The music is about to stop for unauthorized AI songmakers Suno and Udio. Sony, Universal, and Warner have had enough of these robot music factories cranking out hits, and are suing for copyright infringement.

Led by the Recording Industry Association of America (RIAA), the Big Three labels just filed lawsuits in Boston and New York accusing Suno and Udio of lifting tracks without permission. Some analysts say it’s the opening salvo in a legal battle that could reshape how AI trains on copyrighted tunes.

The suits target “mass infringement” by services the RIAA declares are “stealing” songs. Some juicy details: an early Suno investor more or less admitted they used labels’ music without deals. Udio execs also essentially owned up, saying their AI learned from “the best quality music” online.

Forensic music analysts even uncovered samples of Ed Sheeran, ABBA, and other artists baked into Suno and Udio’s robot riffs. In some cases, the AI apparently mimicked vocals so well you’d think Michael Jackson or Bruce Springsteen were recording in the garage.

This could get really interesting in court.
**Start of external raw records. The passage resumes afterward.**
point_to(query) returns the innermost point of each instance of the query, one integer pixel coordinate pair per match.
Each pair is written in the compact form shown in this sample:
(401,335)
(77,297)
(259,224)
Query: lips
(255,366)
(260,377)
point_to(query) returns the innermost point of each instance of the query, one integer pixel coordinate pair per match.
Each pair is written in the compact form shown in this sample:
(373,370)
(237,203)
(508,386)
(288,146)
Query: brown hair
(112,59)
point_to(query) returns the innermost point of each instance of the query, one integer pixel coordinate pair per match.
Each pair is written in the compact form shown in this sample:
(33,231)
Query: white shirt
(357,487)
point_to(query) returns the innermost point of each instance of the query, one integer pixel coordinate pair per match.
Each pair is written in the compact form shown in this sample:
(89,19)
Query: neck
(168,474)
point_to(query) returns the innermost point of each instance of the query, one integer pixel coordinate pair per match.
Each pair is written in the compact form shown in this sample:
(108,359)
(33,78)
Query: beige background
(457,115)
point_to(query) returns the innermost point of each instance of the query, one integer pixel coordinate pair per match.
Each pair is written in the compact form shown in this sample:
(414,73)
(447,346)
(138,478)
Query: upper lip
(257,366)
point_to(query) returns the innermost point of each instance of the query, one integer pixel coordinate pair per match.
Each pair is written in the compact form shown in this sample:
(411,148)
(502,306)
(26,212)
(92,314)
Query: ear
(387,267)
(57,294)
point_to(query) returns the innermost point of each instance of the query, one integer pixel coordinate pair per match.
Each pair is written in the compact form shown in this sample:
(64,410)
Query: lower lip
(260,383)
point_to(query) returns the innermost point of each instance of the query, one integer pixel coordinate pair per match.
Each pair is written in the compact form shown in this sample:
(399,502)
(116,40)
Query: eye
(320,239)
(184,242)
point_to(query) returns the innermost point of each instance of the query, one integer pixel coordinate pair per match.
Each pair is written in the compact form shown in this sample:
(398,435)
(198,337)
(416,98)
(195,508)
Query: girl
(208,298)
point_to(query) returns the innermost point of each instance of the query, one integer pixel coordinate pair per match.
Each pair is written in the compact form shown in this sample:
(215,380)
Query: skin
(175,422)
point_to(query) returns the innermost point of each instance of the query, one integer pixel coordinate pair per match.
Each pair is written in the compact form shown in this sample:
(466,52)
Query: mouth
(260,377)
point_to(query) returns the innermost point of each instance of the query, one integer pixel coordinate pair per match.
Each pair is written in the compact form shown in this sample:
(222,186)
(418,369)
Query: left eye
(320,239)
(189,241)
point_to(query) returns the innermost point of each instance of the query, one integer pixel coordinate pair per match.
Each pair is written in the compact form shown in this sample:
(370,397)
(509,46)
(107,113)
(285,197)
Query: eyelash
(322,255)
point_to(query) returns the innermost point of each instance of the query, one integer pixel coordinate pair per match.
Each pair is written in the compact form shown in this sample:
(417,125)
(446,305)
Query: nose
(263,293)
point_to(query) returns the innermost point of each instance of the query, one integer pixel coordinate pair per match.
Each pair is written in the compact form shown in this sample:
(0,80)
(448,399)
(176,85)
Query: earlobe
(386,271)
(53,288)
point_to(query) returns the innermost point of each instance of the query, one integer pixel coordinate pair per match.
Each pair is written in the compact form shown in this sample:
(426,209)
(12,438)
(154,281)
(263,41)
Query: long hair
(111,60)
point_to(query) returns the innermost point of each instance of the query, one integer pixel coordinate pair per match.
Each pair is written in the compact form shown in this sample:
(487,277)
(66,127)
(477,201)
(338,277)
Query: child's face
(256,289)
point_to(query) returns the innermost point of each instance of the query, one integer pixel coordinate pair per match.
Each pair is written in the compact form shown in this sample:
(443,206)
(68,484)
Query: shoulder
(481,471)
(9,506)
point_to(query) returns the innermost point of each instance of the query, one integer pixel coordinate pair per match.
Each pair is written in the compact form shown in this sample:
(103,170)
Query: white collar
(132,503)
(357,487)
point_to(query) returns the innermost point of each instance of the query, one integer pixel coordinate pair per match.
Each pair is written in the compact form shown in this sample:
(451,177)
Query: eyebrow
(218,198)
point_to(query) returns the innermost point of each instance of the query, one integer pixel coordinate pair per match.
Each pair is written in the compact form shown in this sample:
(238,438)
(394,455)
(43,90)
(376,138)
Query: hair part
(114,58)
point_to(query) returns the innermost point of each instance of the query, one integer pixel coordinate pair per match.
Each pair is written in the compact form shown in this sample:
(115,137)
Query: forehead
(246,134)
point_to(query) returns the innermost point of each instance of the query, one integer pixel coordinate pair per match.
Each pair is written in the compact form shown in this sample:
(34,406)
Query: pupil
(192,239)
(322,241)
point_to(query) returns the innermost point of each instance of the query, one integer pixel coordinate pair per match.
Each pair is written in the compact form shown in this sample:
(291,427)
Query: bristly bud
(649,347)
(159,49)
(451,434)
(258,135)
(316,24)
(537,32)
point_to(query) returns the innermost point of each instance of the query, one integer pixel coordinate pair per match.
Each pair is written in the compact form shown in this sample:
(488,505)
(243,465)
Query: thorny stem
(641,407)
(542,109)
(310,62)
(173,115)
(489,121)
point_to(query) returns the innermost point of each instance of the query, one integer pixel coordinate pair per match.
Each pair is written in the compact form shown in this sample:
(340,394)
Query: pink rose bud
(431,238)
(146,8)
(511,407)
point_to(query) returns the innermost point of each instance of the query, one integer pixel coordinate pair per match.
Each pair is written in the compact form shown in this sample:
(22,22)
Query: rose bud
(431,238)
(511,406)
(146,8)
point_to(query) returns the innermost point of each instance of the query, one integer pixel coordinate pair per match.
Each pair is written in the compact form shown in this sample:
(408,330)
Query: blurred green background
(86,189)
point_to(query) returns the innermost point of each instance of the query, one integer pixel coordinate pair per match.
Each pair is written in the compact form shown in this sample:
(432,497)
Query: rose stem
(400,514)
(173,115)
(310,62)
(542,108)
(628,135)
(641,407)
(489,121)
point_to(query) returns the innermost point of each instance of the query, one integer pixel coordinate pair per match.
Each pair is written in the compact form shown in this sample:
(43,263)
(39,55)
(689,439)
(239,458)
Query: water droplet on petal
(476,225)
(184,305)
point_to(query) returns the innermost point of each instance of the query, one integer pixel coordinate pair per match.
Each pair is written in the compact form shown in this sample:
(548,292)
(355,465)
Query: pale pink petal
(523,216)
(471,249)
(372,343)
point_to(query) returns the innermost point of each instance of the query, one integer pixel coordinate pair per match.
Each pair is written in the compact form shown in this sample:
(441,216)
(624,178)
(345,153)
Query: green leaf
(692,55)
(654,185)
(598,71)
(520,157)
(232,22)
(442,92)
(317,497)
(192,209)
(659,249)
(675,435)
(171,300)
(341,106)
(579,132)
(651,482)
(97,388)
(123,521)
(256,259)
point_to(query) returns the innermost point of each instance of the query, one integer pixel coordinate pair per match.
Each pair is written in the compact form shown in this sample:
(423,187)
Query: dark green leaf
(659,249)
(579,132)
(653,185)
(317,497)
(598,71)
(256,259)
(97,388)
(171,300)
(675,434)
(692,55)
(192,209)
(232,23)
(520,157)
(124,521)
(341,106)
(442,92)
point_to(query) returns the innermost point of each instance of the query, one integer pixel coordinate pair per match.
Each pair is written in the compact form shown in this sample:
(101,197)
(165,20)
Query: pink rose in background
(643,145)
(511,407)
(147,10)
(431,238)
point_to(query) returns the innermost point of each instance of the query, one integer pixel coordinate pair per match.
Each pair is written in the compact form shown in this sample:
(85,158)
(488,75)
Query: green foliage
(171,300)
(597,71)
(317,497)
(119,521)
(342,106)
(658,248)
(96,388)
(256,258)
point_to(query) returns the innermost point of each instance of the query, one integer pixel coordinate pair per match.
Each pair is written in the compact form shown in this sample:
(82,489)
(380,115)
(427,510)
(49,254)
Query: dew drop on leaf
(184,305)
AI makers argue analyzing copyrighted works to train algorithms counts as “fair use.” But music tycoons say songbots that directly compete for sales cross the line. The lawsuits aim to establish whether copyright law leaves any breathing room for generative AI.

The RIAA warns this is just the beginning – more legal action is certainly coming down the pipeline as the industry hardens its stance on AI using its catalog without permission.